Evolutionary Microbial Genomics - CNRS URA 2171  

  HEADEduardo PIMENTEL CACHAPUZ ROCHA / eduardo.rocha@pasteur.fr

  Annual Report

Our work has been focused on answering the following questions: 1) How and why are bacterial genomes organised. 2) How dynamic are genomes? 3) What results from the trade-off between organisation and dynamics? We found that less than 2000 genes in E. coli are present in all of the first 20 sequenced genomes. E. coli K12 and S. enterica typhimurium have a divergence time estimated at around one million years, i.e. 108 generations and a rearrangement rate higher than 10-4/generation. Yet, the relative order of the orthologous genes is practically identical. How can such high genome dynamics result in an organised genome? We investigated where such insertions took place using the ancestral order. While 51% of the locations showed no single insertion or deletion in any of the 21 genomes, we found 133 locations with an average of more than 5 non-core protein coding genes per genome. These locations accumulate 71% of all non-core pan-genome. This analysis revealed that in most genomes gene acquisition and loss takes place at precisely the same locations, i.e. between the same two contiguous genes of the core genome (Figure 1). Therefore, hotspots correspond to regions of abundant and parallel insertions and deletions of genetic material. While the existence of large insertions and deletions in E. coli has been abundantly described, our data shows that these events take systematically place at the same regions in different genomes.

What leads to such hotspots? Most such locations lack tRNAs and phage integrases. This seriously challenges the widely held view that E. coli integration hotspots are mostly determined by the bias of phage-like integrases to insert at tRNAs. What else could create such hotspots? Selection for the integrity of genetic elements, e.g. genes, and for genome organisation, e.g. operons, reduces the number of locations where large insertions can occur without significant loss of fitness. Once a permissive region acquires a large element, and since most transferred DNA has no adaptive value, subsequent integration in the region becomes more likely because the region offers a larger target for neutral insertion. The insertion of a large element in a permissive region will then result in a founder effect that amplifies the likeliness of a permissive region to become a hotspot. The existence of hotspots concentrating locally most changes explains why whole-genome organisation is compatible with the extremely high dynamics of horizontal gene transfer in the species.

Keywords: Molecular evolution, bioinformatics, bacterial genomics


Figure 1 - Number of genes (ranging from 0 to 200) in indels along modern strains considering the ancestral gene order of the core genome. The numbers in the x-axis represent the order of genes in the core genome, which has the same order as E. coli K-12 MG1655.

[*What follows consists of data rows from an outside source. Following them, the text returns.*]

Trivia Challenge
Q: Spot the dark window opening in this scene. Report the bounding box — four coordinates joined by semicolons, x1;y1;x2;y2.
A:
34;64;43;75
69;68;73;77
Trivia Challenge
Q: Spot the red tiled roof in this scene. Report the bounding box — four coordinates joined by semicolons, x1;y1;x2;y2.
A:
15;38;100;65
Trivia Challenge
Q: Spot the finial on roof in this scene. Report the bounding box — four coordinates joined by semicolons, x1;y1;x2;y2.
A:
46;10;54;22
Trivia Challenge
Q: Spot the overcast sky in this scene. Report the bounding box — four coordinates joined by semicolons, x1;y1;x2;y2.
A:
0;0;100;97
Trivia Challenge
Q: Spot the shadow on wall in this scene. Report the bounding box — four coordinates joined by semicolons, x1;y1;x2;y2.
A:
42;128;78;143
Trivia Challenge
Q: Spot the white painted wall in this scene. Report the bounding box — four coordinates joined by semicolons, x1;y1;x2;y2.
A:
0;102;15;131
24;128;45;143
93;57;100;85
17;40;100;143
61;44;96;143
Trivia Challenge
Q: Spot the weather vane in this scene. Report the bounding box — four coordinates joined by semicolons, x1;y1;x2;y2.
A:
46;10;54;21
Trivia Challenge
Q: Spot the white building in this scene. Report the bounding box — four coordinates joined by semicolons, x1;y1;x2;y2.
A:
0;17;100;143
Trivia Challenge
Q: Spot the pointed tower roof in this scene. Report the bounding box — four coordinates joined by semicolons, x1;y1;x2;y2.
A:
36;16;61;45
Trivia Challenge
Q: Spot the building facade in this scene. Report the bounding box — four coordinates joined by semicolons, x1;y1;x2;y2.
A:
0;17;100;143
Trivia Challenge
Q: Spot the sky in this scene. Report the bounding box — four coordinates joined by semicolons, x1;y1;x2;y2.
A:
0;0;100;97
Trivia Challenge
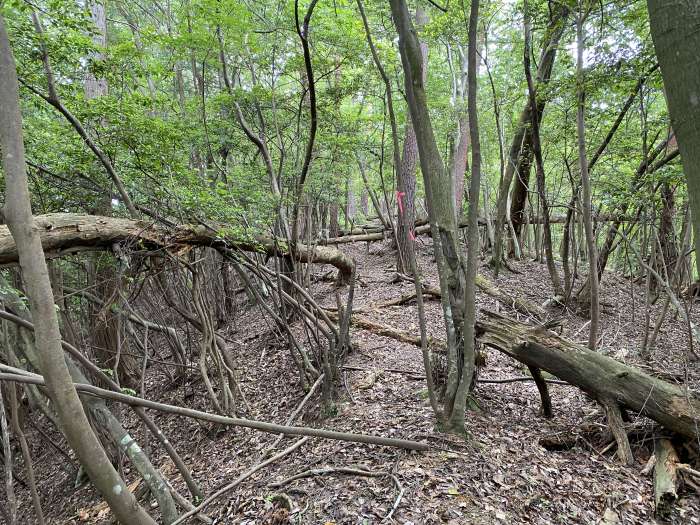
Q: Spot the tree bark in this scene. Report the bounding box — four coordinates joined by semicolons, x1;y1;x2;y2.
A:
492;4;569;273
476;312;700;438
0;15;155;525
576;4;600;350
0;213;355;281
523;0;564;298
391;0;465;432
395;7;428;273
647;0;700;273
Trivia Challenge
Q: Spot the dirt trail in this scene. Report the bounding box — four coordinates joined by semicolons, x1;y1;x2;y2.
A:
6;239;700;525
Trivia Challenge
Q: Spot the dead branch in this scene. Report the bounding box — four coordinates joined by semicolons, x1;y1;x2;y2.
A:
0;365;430;450
0;213;355;281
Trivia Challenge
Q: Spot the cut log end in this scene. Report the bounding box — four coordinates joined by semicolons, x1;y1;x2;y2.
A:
654;439;679;519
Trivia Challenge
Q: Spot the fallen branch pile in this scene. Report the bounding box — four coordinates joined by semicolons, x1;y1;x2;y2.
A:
0;213;355;281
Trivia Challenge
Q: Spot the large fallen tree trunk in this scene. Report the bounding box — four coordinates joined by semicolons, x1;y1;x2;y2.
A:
0;213;355;281
476;312;700;438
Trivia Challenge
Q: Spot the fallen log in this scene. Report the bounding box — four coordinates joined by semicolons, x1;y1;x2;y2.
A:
476;311;700;438
0;365;430;451
326;214;631;244
654;438;680;520
0;213;355;282
327;274;547;320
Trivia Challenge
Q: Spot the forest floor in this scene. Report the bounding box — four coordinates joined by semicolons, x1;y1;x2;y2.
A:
5;239;700;525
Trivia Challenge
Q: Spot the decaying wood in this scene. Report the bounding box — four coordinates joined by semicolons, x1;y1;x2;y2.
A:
0;213;355;281
340;275;547;318
326;214;631;244
601;399;634;465
654;439;679;519
0;365;430;450
476;312;700;438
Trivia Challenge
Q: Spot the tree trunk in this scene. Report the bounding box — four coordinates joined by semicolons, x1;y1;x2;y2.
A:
0;213;355;281
476;312;700;438
391;0;469;432
492;4;569;274
647;0;700;273
523;0;564;298
576;6;600;350
0;15;155;525
396;7;428;273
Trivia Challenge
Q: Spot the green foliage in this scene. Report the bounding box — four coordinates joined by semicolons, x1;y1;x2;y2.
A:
3;0;683;242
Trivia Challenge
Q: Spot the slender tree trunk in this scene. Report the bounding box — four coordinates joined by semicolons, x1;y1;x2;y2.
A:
523;0;564;298
647;0;700;273
0;14;155;525
450;0;481;430
396;7;428;272
391;0;470;432
576;4;600;350
491;4;569;274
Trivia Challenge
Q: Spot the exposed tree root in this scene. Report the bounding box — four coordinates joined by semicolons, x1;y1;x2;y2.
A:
0;213;355;282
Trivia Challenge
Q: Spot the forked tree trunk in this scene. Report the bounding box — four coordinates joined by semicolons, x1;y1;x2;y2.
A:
0;14;155;525
391;0;471;432
576;4;600;350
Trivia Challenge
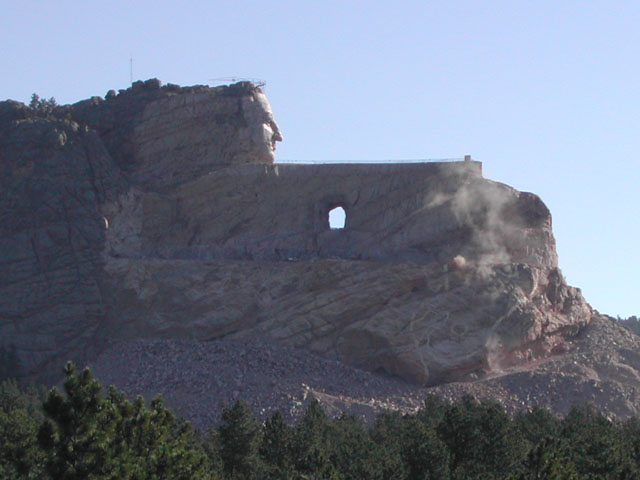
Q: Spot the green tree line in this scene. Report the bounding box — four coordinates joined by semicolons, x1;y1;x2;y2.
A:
0;363;640;480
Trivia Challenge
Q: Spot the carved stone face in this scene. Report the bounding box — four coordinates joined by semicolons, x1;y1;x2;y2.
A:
242;92;282;163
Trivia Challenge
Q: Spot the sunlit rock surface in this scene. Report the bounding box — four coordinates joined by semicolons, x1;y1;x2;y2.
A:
0;80;592;394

  1. Rocha EPC (2008) The organization of the bacterial genome. Annu Rev Genetics 42:211-33.

  2. Treangen T, Ambur OH, Tonjum T, Rocha EPC (2008) The impact of the neisserial DNA uptake sequences on genome evolution and stability. Genome Biol 9:R60.

  3. Touchon M, Rocha EPC (2007) Causes of Insertion Sequences abundance in prokaryotic genomes. Mol Biol Evol 24:969–981.

  4. Rocha EPC, Touchon M, Feil E (2006) Similar compositional biases are caused by very different mutational effects. Genome Res 16:1537-47.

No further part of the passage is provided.